I have a regex expression that traverses a string and pulls out 40 values, it looks sort if like the query below, but much larger and more complicated
est(.*)/test>test>(.*)<test><test>(.*)test><test>(.*)/test><test>(.*)/test><test>(.*)/test><test(.*)/test><test>(.*)/test><test>(.*)/test><test>(.*)/test><test>(.*)/test><test>(.*)/test><test>(.*)/test><test>(.*)/test><test>(.*)/test><test>(.*)/test>
My question is how do I use these expressions with the replace command when the number exceeds 9. It seems as if whenever I use \10
it returns the value for \1
and then appends a 0
to the end.
Any help would be much appreciated thanks :)
Also I am using UEStudio, but if a different program does it better then no biggie :)
Most of the simple Regex engines used by editors aren't equipped to handle more than 10 matching groups; it doesn't seem like UltraEdit can.

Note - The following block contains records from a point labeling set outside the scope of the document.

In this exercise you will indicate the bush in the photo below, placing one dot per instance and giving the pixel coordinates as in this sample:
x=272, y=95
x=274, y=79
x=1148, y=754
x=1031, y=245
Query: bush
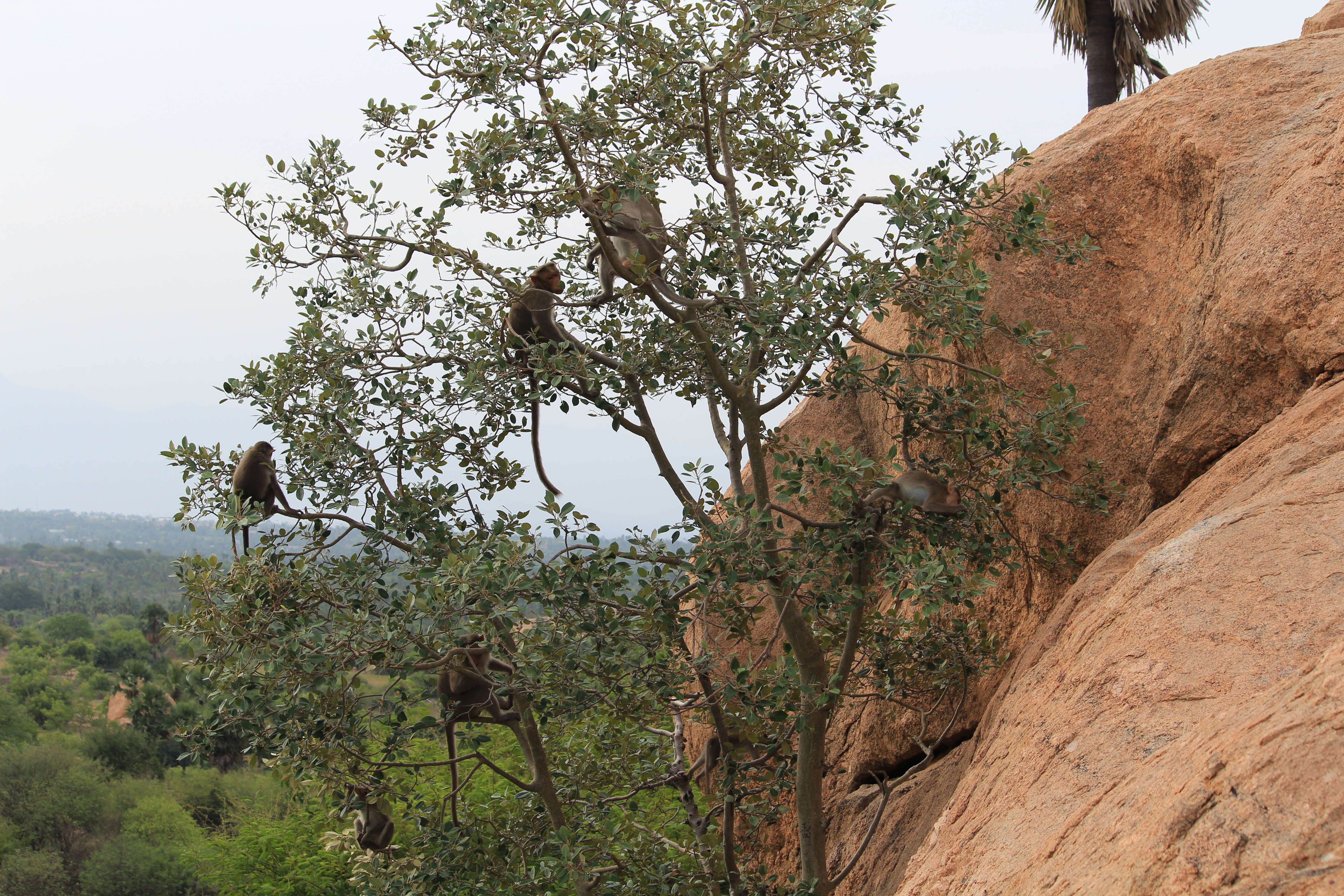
x=68, y=628
x=123, y=750
x=17, y=594
x=276, y=858
x=52, y=793
x=130, y=867
x=151, y=711
x=80, y=651
x=33, y=874
x=26, y=660
x=160, y=821
x=17, y=726
x=114, y=648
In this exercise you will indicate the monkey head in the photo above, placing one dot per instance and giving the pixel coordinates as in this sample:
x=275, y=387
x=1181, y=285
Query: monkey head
x=548, y=277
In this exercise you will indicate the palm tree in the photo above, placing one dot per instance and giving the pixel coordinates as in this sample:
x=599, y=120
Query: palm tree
x=1113, y=36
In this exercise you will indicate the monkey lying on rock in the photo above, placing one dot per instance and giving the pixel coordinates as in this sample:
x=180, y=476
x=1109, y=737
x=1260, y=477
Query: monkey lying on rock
x=921, y=489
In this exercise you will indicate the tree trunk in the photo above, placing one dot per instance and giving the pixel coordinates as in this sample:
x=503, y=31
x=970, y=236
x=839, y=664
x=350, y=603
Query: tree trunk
x=1103, y=74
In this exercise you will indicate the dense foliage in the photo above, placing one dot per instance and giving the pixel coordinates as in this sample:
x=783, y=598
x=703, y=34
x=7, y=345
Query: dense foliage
x=90, y=808
x=775, y=598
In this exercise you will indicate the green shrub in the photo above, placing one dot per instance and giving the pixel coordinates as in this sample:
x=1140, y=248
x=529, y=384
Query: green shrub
x=33, y=874
x=26, y=660
x=68, y=628
x=276, y=858
x=17, y=726
x=162, y=821
x=80, y=651
x=123, y=750
x=151, y=711
x=117, y=645
x=130, y=867
x=17, y=594
x=50, y=792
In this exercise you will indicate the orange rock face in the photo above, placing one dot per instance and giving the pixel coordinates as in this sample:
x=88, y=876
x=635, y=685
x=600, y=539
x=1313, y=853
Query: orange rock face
x=1174, y=723
x=1330, y=18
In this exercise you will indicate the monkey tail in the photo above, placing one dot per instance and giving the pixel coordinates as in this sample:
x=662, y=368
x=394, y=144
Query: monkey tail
x=537, y=437
x=452, y=755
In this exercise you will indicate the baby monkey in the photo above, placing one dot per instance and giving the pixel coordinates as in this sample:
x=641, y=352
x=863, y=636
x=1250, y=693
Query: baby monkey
x=373, y=825
x=921, y=489
x=531, y=319
x=467, y=694
x=256, y=480
x=703, y=768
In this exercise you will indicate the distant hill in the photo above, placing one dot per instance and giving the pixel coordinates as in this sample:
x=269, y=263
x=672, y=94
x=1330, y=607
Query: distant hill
x=96, y=531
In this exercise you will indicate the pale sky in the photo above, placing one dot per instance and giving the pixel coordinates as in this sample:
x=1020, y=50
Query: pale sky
x=123, y=288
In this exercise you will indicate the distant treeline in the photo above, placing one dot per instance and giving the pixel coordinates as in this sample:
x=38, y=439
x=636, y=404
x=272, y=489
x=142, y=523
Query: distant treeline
x=38, y=581
x=61, y=528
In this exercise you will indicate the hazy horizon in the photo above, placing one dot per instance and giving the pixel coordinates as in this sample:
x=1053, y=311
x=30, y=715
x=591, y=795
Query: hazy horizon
x=124, y=288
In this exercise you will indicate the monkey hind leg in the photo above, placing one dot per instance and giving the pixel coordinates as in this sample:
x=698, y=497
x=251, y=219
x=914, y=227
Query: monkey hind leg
x=537, y=446
x=607, y=276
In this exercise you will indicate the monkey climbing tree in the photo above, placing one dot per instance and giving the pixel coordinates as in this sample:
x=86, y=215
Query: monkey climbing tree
x=670, y=702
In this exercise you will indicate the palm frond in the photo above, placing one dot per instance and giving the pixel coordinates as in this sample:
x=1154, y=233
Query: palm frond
x=1139, y=23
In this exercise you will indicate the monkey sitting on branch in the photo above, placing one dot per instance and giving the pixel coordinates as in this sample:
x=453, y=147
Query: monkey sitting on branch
x=531, y=319
x=713, y=753
x=467, y=694
x=921, y=489
x=374, y=827
x=256, y=480
x=635, y=229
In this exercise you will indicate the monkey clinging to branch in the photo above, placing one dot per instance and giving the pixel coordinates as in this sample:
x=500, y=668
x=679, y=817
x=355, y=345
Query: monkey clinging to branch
x=256, y=480
x=467, y=694
x=921, y=489
x=636, y=229
x=531, y=319
x=374, y=827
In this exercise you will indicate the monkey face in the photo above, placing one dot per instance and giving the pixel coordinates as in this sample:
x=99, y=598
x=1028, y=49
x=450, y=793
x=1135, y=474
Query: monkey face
x=548, y=277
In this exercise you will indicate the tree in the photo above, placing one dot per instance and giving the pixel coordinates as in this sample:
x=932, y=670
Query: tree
x=1113, y=36
x=152, y=621
x=777, y=597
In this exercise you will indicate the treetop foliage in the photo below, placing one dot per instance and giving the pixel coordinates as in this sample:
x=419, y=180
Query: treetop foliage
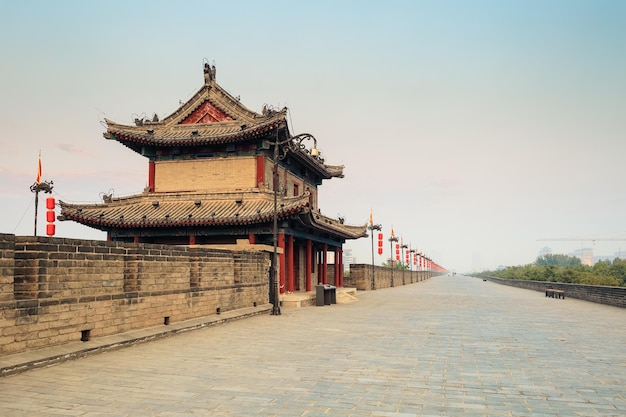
x=568, y=269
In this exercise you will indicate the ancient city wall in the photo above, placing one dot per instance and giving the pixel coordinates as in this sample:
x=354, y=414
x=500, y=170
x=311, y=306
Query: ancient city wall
x=56, y=290
x=614, y=296
x=361, y=277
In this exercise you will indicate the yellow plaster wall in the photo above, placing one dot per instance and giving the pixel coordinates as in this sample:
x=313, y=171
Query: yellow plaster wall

I just tried Notepad++ and it won't even match a regex with 10 groups.
Your best bet, I think, is to write something fast in a quick language with a decent regex parser. but that wouldn't answer the question as asked
Here's something in Python:
import re
pattern = re.compile('(.)(.)(.)(.)(.)(.)(.)(.)(.)(.)(.)(.)(.)(.)(.)')

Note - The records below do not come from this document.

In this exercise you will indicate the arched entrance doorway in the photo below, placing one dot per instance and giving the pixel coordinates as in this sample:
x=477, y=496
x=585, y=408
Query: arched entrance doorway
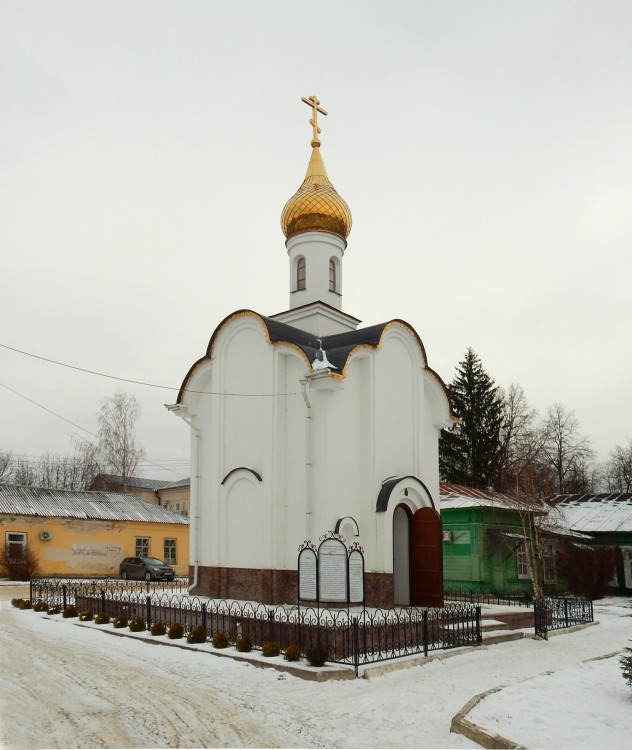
x=426, y=559
x=401, y=556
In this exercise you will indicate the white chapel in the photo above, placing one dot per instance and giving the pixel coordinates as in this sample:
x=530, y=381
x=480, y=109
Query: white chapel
x=304, y=424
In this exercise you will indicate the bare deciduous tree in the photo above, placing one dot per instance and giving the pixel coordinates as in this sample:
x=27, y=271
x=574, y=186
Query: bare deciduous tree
x=6, y=462
x=618, y=469
x=520, y=440
x=566, y=451
x=116, y=450
x=73, y=472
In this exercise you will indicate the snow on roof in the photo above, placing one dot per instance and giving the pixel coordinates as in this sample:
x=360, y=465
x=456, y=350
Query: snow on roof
x=602, y=512
x=180, y=483
x=462, y=496
x=139, y=482
x=112, y=506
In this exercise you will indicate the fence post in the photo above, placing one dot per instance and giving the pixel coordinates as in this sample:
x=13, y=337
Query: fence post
x=425, y=631
x=355, y=645
x=479, y=634
x=270, y=624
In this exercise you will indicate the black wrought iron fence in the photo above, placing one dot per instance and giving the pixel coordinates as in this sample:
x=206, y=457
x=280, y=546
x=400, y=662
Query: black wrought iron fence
x=54, y=590
x=500, y=599
x=557, y=612
x=354, y=638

with open('input.txt', 'r') as f:
for line in f:
m = pattern.match(line)
print m.groups()
Note that Python allows backreferences such as \20
: in order to have a backreference to group 2 followed by a literal 0, you need to use \g<2>0
, which is unambiguous.
Edit: Most flavors of regex, and editors which include a regex engine, should follow the replace syntax as follows:
abcdefghijklmnop
search: (.)(.)(.)(.)(.)(.)(.)(.)(.)(.)(.)(?<name>.)(.)

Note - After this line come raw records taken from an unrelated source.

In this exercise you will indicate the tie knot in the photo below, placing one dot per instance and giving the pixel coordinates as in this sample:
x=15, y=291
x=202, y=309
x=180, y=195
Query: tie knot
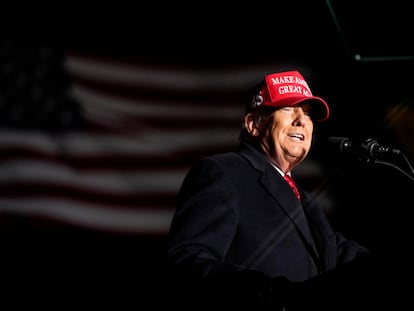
x=292, y=185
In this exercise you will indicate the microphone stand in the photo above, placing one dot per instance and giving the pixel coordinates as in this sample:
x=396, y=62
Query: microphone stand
x=373, y=153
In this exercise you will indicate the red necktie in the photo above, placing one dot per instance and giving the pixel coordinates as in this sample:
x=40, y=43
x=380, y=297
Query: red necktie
x=292, y=185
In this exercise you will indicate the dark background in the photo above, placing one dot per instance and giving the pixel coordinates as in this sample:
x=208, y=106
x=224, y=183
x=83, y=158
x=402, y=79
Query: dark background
x=361, y=58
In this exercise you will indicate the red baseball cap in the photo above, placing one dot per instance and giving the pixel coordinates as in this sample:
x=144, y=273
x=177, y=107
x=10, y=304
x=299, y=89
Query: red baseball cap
x=286, y=89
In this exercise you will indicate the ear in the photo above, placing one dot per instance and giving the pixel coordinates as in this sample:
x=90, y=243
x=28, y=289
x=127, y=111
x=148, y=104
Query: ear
x=250, y=124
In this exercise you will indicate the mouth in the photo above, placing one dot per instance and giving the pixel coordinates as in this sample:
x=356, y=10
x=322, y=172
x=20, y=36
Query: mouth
x=296, y=136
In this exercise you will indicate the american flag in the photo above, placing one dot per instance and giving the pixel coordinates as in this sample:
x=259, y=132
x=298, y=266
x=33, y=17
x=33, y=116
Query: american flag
x=144, y=124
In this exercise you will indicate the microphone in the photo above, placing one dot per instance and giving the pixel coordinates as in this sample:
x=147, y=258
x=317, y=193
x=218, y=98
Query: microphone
x=369, y=147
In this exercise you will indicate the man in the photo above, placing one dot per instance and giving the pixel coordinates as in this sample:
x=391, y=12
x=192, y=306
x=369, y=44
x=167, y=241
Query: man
x=243, y=231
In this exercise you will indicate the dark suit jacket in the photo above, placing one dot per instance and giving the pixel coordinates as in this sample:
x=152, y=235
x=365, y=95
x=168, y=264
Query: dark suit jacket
x=236, y=212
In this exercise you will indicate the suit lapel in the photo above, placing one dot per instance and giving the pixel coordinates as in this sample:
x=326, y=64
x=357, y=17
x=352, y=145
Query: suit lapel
x=281, y=192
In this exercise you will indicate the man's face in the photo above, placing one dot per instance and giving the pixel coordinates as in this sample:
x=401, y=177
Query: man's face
x=288, y=137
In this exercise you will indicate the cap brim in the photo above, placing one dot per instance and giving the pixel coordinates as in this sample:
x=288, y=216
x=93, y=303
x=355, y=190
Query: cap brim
x=320, y=109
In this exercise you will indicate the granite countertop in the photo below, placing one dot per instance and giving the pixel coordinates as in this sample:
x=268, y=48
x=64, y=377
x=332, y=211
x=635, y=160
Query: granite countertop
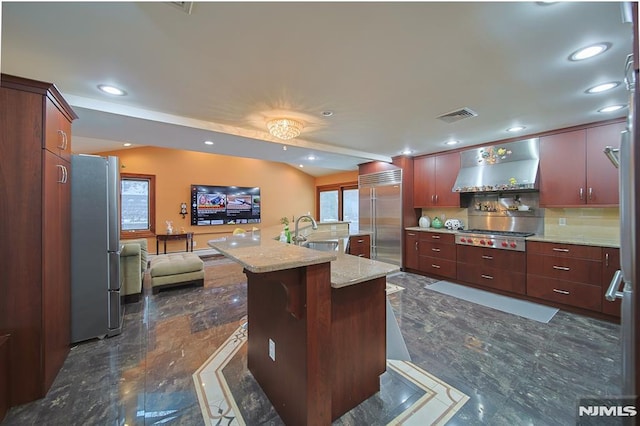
x=417, y=228
x=612, y=242
x=260, y=255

note: 1 2 3 4 5 6 7 8 9 10 11 12 13
value: a b c d e f g h i j k l m
replace result:
\11 k1 i.e.: match 1, then the character "1"
${12} l most should support this
${name} l few support named references, but use them where you can.
Named references are usually only possible in very specific flavor of regex libraries, test your tool to know for sure.